From 1fcf424ea6d22464d99e27ca87e9513c821a6052 Mon Sep 17 00:00:00 2001
From: Tobias Grosser <tobias@grosser.es>
Date: Sun, 7 Aug 2011 23:55:24 +0100
Subject: [PATCH] Fix code generation, when scalars are used as zero
 dimensional arrays

Scalars can be used not only to index an array or to store loop
iterators, but also to store data of a calculation. In case this
happens, and this data needs to be referenced they need a special
treatment.

This change makes sure that the code compiles and is correct. It still
copies the scalars into GPU memory and references them by pointer
indirection. This is correct and needed if a scalar is not read-only,
but its value is changed inside the scop and used afterwards. A possible
optimization for read-only scalars is to pass them directly as function
arguments.

Signed-off-by: Tobias Grosser <tobias@grosser.es>
Signed-off-by: Sven Verdoolaege <skimo@kotnet.org>
---
 cuda.c | 31 +++++++++++++++++++++++++++++--
 1 file changed, 29 insertions(+), 2 deletions(-)
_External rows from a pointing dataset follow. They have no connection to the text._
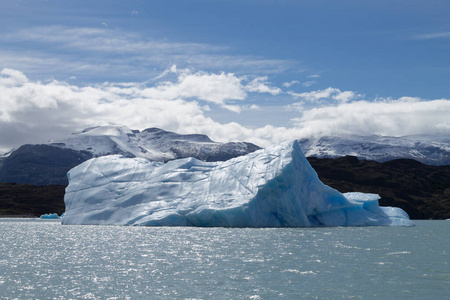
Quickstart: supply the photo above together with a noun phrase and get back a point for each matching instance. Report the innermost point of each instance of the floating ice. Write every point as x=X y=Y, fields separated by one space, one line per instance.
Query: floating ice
x=50 y=216
x=272 y=187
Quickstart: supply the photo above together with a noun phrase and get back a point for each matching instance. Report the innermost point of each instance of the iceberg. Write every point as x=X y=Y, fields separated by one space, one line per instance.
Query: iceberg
x=53 y=216
x=271 y=187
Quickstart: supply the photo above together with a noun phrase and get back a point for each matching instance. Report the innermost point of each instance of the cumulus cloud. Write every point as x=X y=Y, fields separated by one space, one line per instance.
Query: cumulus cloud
x=34 y=111
x=261 y=85
x=403 y=116
x=326 y=94
x=290 y=83
x=103 y=52
x=309 y=83
x=435 y=35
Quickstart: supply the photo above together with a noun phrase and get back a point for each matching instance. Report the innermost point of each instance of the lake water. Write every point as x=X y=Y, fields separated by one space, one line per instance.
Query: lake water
x=45 y=260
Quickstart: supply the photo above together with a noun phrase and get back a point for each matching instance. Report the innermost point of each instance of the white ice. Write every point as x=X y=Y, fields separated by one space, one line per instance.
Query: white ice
x=50 y=216
x=272 y=187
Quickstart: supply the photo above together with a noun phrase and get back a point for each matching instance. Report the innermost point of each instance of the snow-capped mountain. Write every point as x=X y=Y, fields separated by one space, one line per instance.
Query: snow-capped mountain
x=431 y=150
x=153 y=143
x=47 y=164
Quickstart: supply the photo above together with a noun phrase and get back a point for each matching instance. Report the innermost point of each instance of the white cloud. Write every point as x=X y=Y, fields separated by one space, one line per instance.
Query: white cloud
x=260 y=85
x=404 y=116
x=309 y=83
x=327 y=94
x=104 y=52
x=34 y=112
x=435 y=35
x=290 y=83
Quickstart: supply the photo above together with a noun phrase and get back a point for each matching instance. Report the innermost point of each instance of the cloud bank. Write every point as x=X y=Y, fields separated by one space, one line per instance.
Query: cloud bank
x=35 y=111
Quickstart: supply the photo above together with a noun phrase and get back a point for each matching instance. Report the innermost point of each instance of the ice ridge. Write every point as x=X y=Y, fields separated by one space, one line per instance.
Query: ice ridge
x=272 y=187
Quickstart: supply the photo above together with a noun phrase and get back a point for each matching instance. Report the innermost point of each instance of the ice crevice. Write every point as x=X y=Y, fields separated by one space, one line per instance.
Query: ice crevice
x=272 y=187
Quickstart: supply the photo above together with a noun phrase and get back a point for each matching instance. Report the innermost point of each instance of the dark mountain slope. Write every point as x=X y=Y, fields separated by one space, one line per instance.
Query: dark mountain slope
x=423 y=191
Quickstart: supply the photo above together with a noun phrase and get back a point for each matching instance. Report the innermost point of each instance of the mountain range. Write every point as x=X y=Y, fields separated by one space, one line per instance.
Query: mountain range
x=431 y=150
x=410 y=172
x=47 y=164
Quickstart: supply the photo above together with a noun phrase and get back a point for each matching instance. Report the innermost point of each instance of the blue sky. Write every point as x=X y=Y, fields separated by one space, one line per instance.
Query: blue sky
x=256 y=70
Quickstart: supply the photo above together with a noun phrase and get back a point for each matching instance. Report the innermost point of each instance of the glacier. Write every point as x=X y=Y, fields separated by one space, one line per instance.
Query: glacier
x=271 y=187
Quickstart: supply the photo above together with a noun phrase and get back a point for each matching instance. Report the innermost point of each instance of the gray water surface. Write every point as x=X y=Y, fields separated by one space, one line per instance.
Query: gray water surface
x=45 y=260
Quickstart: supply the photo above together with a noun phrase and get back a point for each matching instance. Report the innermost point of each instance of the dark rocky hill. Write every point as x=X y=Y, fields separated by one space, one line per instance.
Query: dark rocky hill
x=422 y=191
x=41 y=164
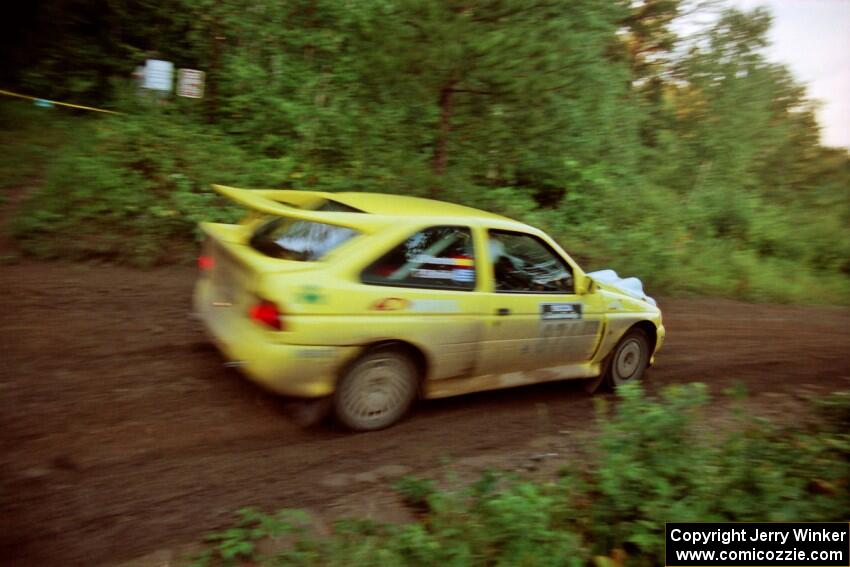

diff --git a/cuda.c b/cuda.c
index 2e92500..2efa8b7 100644
--- a/cuda.c
+++ b/cuda.c
@@ -370,6 +370,15 @@ static void free_device_arrays(struct cuda_gen *gen)
 			gen->array[i].name);
 }
 
+/* Check if a cuda array is a scalar.  A scalar is a value that is not stored
+ * as an array or through a pointer reference, but as single data element.  At
+ * the moment, scalars are represented as zero dimensional arrays.
+ */
+static int cuda_array_is_scalar(struct cuda_array_info *array)
+{
+	return (array->n_index == 0);
+}
+
 static void copy_arrays_to_device(struct cuda_gen *gen)
 {
 	int i;
@@ -386,8 +395,15 @@ static void copy_arrays_to_device(struct cuda_gen *gen)
 		if (empty)
 			continue;
 
-		fprintf(gen->cuda.host_c, "cudaMemcpy(dev_%s, %s, ",
-			gen->array[i].name, gen->array[i].name);
+		fprintf(gen->cuda.host_c, "cudaMemcpy(dev_%s,",
+			gen->array[i].name);
+
+		if (cuda_array_is_scalar(&(gen->array[i])))
+			fprintf(gen->cuda.host_c, " &%s, ",
+				gen->array[i].name);
+		else
+			fprintf(gen->cuda.host_c, " %s, ", gen->array[i].name);
+
 		print_array_size(gen, gen->cuda.host_c, &gen->array[i]);
 		fprintf(gen->cuda.host_c, ", cudaMemcpyHostToDevice);\n");
 	}
@@ -1649,6 +1665,12 @@ static void print_access(struct cuda_gen *gen, __isl_take isl_map *access,
 			bounds = group->shared_bound;
 
 		print_array_name(gen->cuda.kernel_c, group);
+
+		if (cuda_array_is_scalar(array)) {
+			isl_set_free(data_set);
+			return;
+		}
+
 		fprintf(gen->cuda.kernel_c, "[");
 	}
 
@@ -3399,6 +3421,11 @@ static void print_global_index(isl_ctx *ctx, FILE *out,
 	int i;
 	isl_printer *prn;
 
+	if (cuda_array_is_scalar(array)) {
+		fprintf(out, "*%s", array->name);
+		return;
+	}
+
 	fprintf(out, "%s[", array->name);
 	for (i = 0; i + 1 < array->n_index; ++i)
 		fprintf(out, "(");
-- 
2.11.4.GIT